Mid-terms Cyber Security Measures for Digital Economy

Digital economy is about being online – both mobile and the web applications making the cut.  We covered the near term impact of risk modeling and management, two-factor authentication, cyber-intelligence and analysis, in our last blog.  When we look at the mid-term solutions, they are influenced by few factors.

Firstly, government services are now accessible to citizens online.  The government services are still web- based, and hence a large portion of the digital economy is still driven through web browsers.  The e-commerce applications are moving towards mobile applications from web-based.  So the midterm solutions would need resilient, trustworthy ecosystems; efficient security and privacy architectures; design methods and development tool chains; human behaviour modelling.

An example of such a resilient and trustworthy solution is the Apple iOS application ecosystem.  If you were to develop an application on the iOS and you are launching the same, you will have to get your application approved. Apple has taken stringent measures to ensure that users of its iOS feel safe when they use their devices for their online activities.  By enforcing a stringent set of rules that determine which software can and cannot run on its devices, the company has, for the most part, managed to keep its customers safe from malicious software.  There has been a debate about the openness of such a system, but you can count it as one of the best examples of a right balance, especially coming to mid-term stability.

Let us look at another example – how research is being done in IEEE Computer Society.  Last year the societylaunched a cybersecurity initiative with an aim to make an impact in the field of cybersecurity. The first step for the initiative was to launch the IEEE Center for Secure Design. The purpose of forming a concerned Design Center for security was to shift some of the focus in security from finding bugs to identifying common design flaws in the hope that software architects can learn from others’ mistakes.

The purpose of a secure design is to support and enforce necessary authentication, authorization, confidentiality, data integrity, accountability, availability, and non-repudiation requirements, even when the system is under attack as described in the mission statement of the Secure Design center.
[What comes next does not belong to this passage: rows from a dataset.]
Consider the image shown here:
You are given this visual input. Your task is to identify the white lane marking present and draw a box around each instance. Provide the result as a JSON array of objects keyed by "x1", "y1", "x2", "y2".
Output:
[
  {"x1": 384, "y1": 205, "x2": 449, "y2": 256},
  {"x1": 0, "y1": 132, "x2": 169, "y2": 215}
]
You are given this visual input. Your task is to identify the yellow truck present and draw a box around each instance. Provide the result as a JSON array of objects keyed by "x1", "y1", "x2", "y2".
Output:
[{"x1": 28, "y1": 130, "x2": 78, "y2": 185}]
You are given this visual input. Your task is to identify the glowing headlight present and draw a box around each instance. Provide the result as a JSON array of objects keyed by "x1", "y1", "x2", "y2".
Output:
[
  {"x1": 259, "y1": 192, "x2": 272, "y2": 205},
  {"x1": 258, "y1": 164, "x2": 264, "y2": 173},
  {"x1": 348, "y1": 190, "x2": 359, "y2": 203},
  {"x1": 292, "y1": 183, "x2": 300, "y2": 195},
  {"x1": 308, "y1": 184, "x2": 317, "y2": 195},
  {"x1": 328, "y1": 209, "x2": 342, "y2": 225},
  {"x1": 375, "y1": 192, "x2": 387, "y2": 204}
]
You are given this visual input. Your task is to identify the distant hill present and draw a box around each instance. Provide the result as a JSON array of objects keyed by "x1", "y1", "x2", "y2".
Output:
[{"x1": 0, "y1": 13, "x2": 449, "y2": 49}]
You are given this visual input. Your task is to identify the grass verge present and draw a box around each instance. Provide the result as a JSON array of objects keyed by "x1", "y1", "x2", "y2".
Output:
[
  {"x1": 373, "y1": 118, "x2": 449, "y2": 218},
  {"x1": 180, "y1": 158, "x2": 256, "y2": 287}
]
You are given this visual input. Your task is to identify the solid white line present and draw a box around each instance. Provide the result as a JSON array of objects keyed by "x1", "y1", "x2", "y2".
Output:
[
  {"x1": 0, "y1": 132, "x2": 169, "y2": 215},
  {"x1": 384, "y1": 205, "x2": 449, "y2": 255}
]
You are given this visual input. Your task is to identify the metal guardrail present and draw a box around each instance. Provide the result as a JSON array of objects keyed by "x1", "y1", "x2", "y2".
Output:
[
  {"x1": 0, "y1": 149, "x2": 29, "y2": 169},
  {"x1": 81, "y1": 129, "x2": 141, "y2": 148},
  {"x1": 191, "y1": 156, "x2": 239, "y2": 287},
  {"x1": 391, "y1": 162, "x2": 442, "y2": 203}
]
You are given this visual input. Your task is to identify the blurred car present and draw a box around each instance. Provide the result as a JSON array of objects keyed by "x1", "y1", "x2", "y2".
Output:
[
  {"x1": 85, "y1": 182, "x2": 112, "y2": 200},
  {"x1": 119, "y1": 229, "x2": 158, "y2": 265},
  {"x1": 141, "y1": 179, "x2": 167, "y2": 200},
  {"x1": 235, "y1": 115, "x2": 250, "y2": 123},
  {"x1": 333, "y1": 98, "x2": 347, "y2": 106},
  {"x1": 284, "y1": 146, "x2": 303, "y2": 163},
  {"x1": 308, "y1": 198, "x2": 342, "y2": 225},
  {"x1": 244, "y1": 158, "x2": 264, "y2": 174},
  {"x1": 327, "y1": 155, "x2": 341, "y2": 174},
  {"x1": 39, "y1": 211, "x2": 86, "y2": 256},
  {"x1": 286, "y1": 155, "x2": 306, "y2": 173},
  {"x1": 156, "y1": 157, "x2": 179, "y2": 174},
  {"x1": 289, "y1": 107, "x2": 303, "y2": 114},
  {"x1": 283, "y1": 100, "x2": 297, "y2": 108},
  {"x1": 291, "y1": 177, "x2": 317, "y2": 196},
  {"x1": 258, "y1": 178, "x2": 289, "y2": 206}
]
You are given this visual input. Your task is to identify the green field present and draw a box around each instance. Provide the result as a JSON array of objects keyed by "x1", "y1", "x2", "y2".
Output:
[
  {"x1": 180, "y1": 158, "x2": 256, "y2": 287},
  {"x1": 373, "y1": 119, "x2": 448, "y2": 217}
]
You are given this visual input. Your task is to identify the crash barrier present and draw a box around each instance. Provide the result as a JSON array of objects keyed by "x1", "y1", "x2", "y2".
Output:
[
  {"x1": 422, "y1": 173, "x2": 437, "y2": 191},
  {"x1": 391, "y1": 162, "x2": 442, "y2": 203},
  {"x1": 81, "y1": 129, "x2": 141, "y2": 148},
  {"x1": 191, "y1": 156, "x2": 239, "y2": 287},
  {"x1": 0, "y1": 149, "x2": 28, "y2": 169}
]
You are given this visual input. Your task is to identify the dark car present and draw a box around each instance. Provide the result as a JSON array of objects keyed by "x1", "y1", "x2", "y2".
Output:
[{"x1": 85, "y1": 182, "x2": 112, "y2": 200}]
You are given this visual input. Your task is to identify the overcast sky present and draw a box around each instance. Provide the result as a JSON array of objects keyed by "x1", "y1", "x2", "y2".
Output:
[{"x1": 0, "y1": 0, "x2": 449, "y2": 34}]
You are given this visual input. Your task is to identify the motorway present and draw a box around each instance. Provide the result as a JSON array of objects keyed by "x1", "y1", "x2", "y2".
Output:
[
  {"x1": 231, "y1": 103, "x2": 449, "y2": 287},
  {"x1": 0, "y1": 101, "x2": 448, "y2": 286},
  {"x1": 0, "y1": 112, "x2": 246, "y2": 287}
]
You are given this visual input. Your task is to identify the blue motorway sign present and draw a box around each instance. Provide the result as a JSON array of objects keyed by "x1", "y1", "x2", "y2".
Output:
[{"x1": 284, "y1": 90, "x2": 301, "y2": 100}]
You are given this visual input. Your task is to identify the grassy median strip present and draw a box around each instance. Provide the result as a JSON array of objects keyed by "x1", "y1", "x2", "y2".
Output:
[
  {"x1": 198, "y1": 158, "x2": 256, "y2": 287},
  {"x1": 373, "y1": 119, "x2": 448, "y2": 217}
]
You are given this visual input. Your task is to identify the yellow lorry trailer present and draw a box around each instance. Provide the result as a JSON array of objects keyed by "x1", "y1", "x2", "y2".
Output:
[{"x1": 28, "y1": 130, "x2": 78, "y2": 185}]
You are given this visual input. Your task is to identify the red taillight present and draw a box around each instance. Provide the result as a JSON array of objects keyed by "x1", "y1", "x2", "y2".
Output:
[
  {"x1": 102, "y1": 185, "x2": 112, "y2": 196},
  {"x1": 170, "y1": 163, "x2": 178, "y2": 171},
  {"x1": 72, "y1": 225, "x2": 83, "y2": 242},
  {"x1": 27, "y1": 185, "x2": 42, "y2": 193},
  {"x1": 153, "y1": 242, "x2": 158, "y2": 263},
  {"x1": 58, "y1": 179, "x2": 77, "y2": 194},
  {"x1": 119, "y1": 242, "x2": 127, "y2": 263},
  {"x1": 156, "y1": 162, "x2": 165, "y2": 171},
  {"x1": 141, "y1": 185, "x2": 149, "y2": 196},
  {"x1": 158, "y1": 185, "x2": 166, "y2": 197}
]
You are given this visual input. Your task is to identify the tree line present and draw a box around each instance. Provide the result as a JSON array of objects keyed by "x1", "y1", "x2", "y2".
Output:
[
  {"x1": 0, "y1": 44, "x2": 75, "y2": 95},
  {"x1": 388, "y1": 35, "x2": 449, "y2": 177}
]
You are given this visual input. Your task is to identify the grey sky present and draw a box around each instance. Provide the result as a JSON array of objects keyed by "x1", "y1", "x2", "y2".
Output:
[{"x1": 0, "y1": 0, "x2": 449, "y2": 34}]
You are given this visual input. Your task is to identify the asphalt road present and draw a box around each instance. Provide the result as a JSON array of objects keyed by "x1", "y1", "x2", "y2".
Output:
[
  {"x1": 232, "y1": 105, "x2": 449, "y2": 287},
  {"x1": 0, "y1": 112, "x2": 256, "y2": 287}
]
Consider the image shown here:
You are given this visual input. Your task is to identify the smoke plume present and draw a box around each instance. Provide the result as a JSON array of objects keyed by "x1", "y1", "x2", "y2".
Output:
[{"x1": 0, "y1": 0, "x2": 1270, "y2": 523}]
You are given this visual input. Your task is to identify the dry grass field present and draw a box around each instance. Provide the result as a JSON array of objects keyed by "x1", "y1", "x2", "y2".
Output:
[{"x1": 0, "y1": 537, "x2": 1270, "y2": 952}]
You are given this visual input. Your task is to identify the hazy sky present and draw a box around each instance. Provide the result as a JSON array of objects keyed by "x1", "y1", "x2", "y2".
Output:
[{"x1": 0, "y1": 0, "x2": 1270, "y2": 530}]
As we have seen, the above two examples clearly state the need for evolving smaller ecosystems of checks and balances at a proactive level – one at an ecosystem and another one at an architecture level.   We believe that larger enterprises, and large cloud based service providers who host small businesses will evolve such an ecosystem at the service delivery level which addresses the large clusters of users being able to enjoy a secure, but a stable environment.  In our next blog, we will see certain factors which are beyond architecture and ecosystem level security measures that affect the cybersecurity for digital economy in the long term.